There’s no doubt Boston is a premier destination for marquee free agents in all sports.
The latest player to take his talents to Beantown is NBA All-Star forward Gordon Hayward, who agreed to a reported four-year max contract with the Celtics on the Fourth of July.
With that in mind, let’s go over some of the top free-agent signings in Boston sports history.
Zdeno Chara: The Bruins got their latest franchise defenseman in June 2006. Since then, Chara has tallied 429 points, a Norris Trophy, as well as a leading role in the Bruins’ first Stanley Cup championship in 39 years back in 2011.
David Ortiz: “Big Papi” needs no introduction. On January 22, 2003, Ortiz signed a non-guaranteed free-agent contract with Boston, and his legend began. Some say he’s the most clutch hitter in baseball history, helping give the Red Sox an extremely elusive World Series championship in 2004, breaking the “Curse of the Bambino.” Ortiz ended his Red Sox career with three World Series titles (2004, 2007 and 2013).
Manny Ramirez: It’s only right Manny lands on the list right after Ortiz, as the two played pivotal roles in bringing the Red Sox back to life. Ramirez signed with the Sox in 2000 on an eight-year, $160 million deal, and he delivered six seasons with 30-plus home runs and 100-plus RBI. He also won 2004 World Series MVP honors.
Rodney Harrison: Harrison signed a six-year deal with the Patriots in 2003. Despite a reputation for being a dirty player, No. 37 played a pivotal role in two Super Bowl titles with the Pats in 2003 and 2004. He also owns the NFL record for career sacks by a defensive back with 30.5.
Malcolm Butler: Everybody knew Butler after his game-winning interception on Seattle Seahawks quarterback Russell Wilson in Super Bowl XLIX, but before that, he was merely an undrafted, undersized corner. He was signed by the Patriots on May 19, 2014 as a rookie free agent, and recently collected his second Super Bowl ring in three seasons as a pro.
Marc Savard: The Bruins signed Savard in 2006, and he quickly became a huge part of the resurgence leading into their 2011 Stanley Cup championship. He was a point-per-game player with the Bruins, and if he had not run into severe concussion issues, there’s no telling the type of career he would have had.

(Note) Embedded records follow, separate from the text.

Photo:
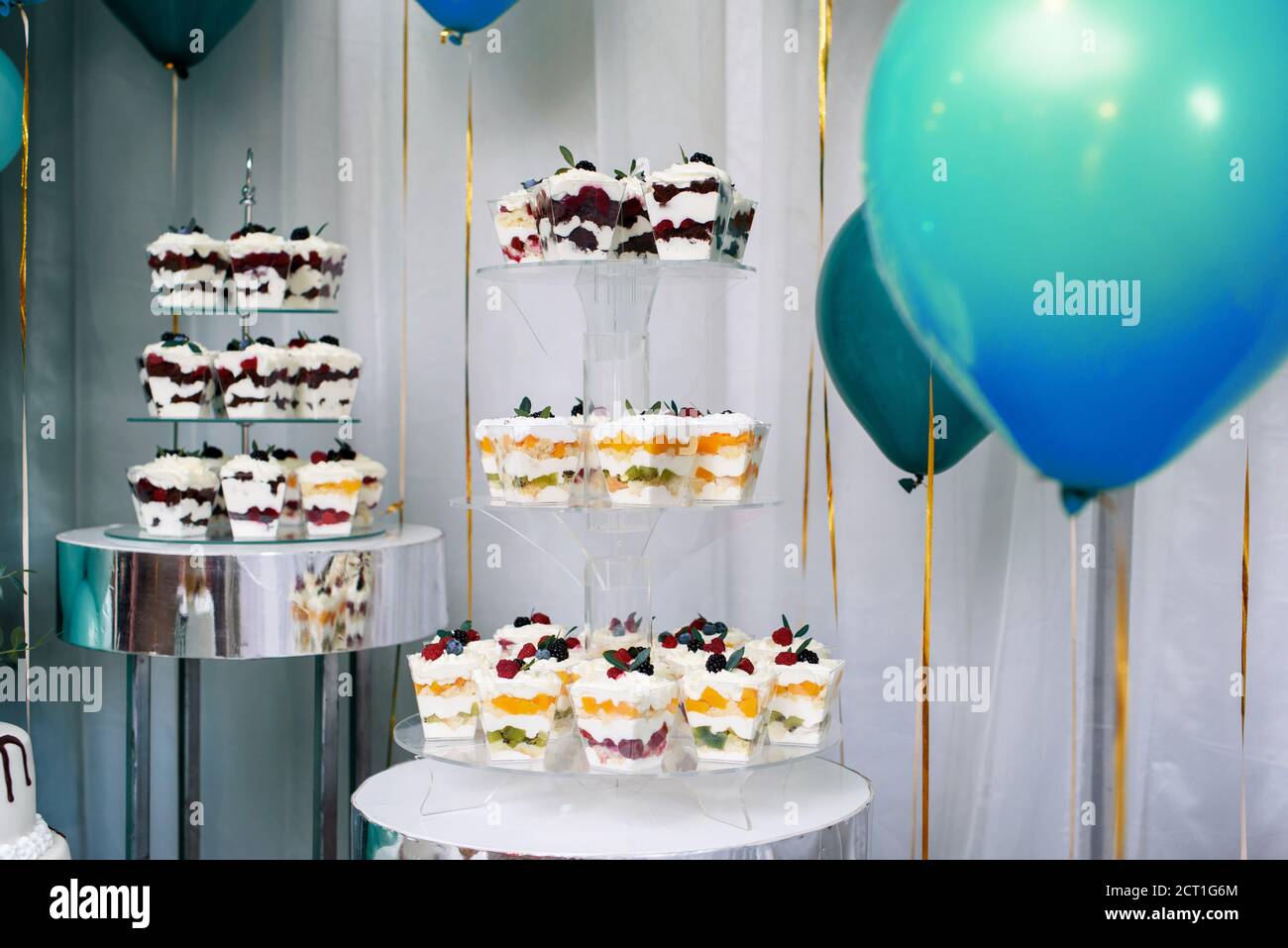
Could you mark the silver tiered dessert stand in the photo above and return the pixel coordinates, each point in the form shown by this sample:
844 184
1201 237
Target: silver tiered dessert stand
219 599
452 801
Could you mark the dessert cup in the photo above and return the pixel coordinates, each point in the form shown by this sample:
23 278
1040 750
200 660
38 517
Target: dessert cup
329 493
804 695
647 460
684 202
540 459
728 458
252 378
623 721
261 263
632 239
518 712
515 222
174 496
583 207
253 488
726 711
188 269
327 378
180 376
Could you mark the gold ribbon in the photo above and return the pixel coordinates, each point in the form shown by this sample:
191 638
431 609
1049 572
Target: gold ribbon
925 625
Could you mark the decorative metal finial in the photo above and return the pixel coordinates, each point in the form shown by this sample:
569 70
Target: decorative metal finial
248 188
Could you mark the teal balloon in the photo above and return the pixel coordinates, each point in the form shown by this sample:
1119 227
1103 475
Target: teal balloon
1081 206
165 26
879 368
11 110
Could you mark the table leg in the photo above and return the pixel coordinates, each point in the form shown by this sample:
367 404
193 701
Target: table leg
138 756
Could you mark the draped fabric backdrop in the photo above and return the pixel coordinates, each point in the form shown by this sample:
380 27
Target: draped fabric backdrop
313 82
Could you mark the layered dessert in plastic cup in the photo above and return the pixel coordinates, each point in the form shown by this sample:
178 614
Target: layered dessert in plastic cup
180 376
632 239
805 690
329 493
174 494
254 487
314 272
515 220
726 703
443 678
327 377
647 460
581 207
261 262
625 712
188 268
540 456
686 202
516 706
728 460
253 376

Keith Foulke: Foulke dominated after the Red Sox signed him in October of 2013, pitching the final inning of the club’s 2004 title run a year later. Dangerous even before coming to Boston, he was an enormous add to a Sox team looking to contend for a championship. You could even make a case Foulke should have been awarded 2004 World Series MVP after pitching five strong innings and recording a save in the closer role.